Over last two weeks I have a similar issue: sometimes hostname of the one Service become unreachable from the another Service. Both services are described in the one Stack:

test-backend-develop:
autoredeploy: true
command: pm2 start pm2.json --env=test --no-daemon
expose:
- ‘8082’
image: ‘test/test-backend:develop’
test-frontend-develop:
autoredeploy: true
command: sh /etc/nginx/run.sh
environment:
- TEST_BACKEND_HOST=test-backend-develop
- TEST_BACKEND_PORT=8082
- TEST_FRONTEND_PORT=80
image: ‘test/test-frontend:develop’
ports:
- ‘8888:80’
roles:
- global

Log is the following:

[test-frontend-develop-1]2018-03-06T05:55:24.633547378Z 2018/03/06 05:55:24 [error] 9#9: *12 connect() failed (113: Host is unreachable) while connecting to upstream, client: someip, server: , request: “POST /api/himnark HTTP/1.1”, upstream: “http://10.7.0.9:8082/api/himnark”, host: “test-frontend-develop.test-develop.blablabla.svc.dockerapp.io:8888”, referrer: “http ://test-frontend-develop.test-develop.blablabla.svc.dockerapp.io:8888/”

After redeploying, nginx of the “test-frontend-develop” service normally sees “test-backend-develop” service for a while.

Also I have similar Stack with “master” tag:

test-backend-master:
autoredeploy: true
command: pm2 start pm2.json --env=production --no-daemon
environment:
- ‘DEBUG=*’
expose:
- ‘8081’
image: ‘test/test-backend:master’
restart: on-failure
test-frontend-master:
autoredeploy: true
command: sh /etc/nginx/run.sh
environment:
- TEST_BACKEND_HOST=test-backend-master
- TEST_BACKEND_PORT=8081
- TEST_FRONTEND_PORT=80
image: ‘test/test-frontend:master’
ports:
- ‘80:80’
restart: on-failure
roles:
- global

But in this case everything works fine. The main difference between services is in the schedule of redeploying: develop can be redeployed several times a day, but master once a week.

I can’t figure out the reason of above mentioned behavior.
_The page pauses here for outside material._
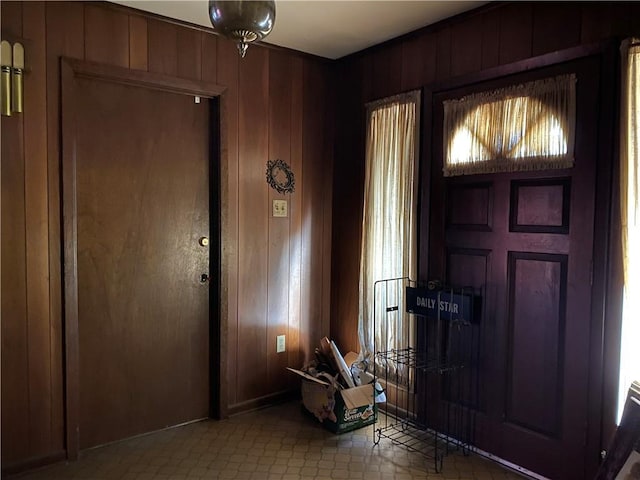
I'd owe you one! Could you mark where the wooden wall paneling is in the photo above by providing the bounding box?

I have tried to delete stack and create new one, but it didn’t help. Our nodes on AWS EC2 instances. Swarm mode is disabled (once accidentally I enabled it).

After more investigation, we noticed that the application (test-backend-develop) consuming almost 100% CPU on a system. So we fixed the issue causing 100% CPU usage.